We had a leisurely breakfast and left for town about 9:30.  A short shuttle ride took us to the center of that part of the town most interesting to tourists.  We enjoyed sitting for a few minutes in the large (for this town) Catholic Church and comparing it to those we’ve seen all over the world.  This was a poor, but well-loved Church.  The differences and similarities are always new and sometimes surprising.  This one had Stations of the Cross hung so high on the walls that it was very hard to distinguish them from each other.

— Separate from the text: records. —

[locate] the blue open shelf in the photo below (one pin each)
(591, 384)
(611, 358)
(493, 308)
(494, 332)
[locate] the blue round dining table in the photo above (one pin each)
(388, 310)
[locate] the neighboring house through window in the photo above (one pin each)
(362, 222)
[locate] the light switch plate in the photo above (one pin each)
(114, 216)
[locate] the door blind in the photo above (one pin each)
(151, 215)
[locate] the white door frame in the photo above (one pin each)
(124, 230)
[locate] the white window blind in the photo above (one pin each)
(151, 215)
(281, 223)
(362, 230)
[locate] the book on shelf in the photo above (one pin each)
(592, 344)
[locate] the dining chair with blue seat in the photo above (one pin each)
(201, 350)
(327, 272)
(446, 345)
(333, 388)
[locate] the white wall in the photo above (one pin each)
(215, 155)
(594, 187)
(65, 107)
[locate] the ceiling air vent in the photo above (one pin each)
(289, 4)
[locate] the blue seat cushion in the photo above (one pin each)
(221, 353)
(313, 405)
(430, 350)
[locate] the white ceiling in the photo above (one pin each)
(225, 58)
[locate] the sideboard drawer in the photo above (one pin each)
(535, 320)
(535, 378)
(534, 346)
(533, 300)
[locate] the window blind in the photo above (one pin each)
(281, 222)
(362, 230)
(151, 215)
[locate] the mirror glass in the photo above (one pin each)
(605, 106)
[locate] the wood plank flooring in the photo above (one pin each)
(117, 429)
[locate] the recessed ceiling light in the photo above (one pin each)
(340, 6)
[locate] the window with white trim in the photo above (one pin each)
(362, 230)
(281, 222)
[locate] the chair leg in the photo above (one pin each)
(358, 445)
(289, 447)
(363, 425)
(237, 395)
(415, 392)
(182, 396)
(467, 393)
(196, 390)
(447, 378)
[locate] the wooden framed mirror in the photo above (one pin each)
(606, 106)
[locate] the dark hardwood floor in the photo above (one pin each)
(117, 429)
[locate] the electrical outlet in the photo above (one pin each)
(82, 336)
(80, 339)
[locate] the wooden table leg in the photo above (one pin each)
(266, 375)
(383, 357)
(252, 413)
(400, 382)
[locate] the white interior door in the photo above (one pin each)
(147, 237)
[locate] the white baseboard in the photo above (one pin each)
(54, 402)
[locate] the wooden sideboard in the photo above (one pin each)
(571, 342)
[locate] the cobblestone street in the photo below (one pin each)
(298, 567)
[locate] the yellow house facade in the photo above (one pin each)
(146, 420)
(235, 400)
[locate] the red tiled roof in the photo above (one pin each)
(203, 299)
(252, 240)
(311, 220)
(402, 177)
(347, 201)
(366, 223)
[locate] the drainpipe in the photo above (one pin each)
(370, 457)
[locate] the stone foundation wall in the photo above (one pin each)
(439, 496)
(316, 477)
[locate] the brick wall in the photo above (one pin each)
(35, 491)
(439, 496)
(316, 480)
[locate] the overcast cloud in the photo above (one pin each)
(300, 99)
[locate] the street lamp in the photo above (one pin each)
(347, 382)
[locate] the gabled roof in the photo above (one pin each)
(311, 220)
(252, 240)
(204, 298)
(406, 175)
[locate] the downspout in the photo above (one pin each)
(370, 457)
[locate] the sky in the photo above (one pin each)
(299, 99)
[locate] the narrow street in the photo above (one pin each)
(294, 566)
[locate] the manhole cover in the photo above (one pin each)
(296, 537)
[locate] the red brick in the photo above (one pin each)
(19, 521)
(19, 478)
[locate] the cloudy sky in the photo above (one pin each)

Church of Nossa Senhora da Luz             Well gone dry

We also stopped in at the indoor Mercado Municipal (city market) containing the usual variety of colorful local fruits, vegetables, spices and homemade craft items.  This market was unusual in that it had a balcony from which we could look down on all the venders and their wares.  We had seen this layout only once before…in Guatemala. We also wandered through several open air markets, the park outside the Presidential Palace, and several monuments to local heroes. In addition to the pink Presidential Palace, the neighborhoods were vibrant with cerise, cobalt blue and lemon yellow buildings. 

             Indoor Market                 Eating the Profits 

Street Market    Fish Market

Fishing is the major lifeblood of this island.  Rumor has it that they have 366 recipes to prepare cod – even leap year is covered. The boats are painted in the African style of using bright colors.

Fishermen's Beach   Gone Fishing

Everything on the island is expensive since all items must be shipped in – sounds like Maui to us.  The availability of salt from this area is also very important as salt was the most important item to keep food from spoiling.  The importance of salt is reflected in the custom of placing the most important people at the table in a position “above the salt”.

Just prior to sail-away we enjoyed a folklore show on the Lido deck.  A small troupe of local singers, musicians, and exquisite dancers entertained us for about an hour – very lively music and beautiful dancing.     

                                Exquisite Dancers

Another wonderful pianist for our evening show in the ships showroom…and  another lost hour of sleep.  We are now seven hours ahead of U.S. CDT.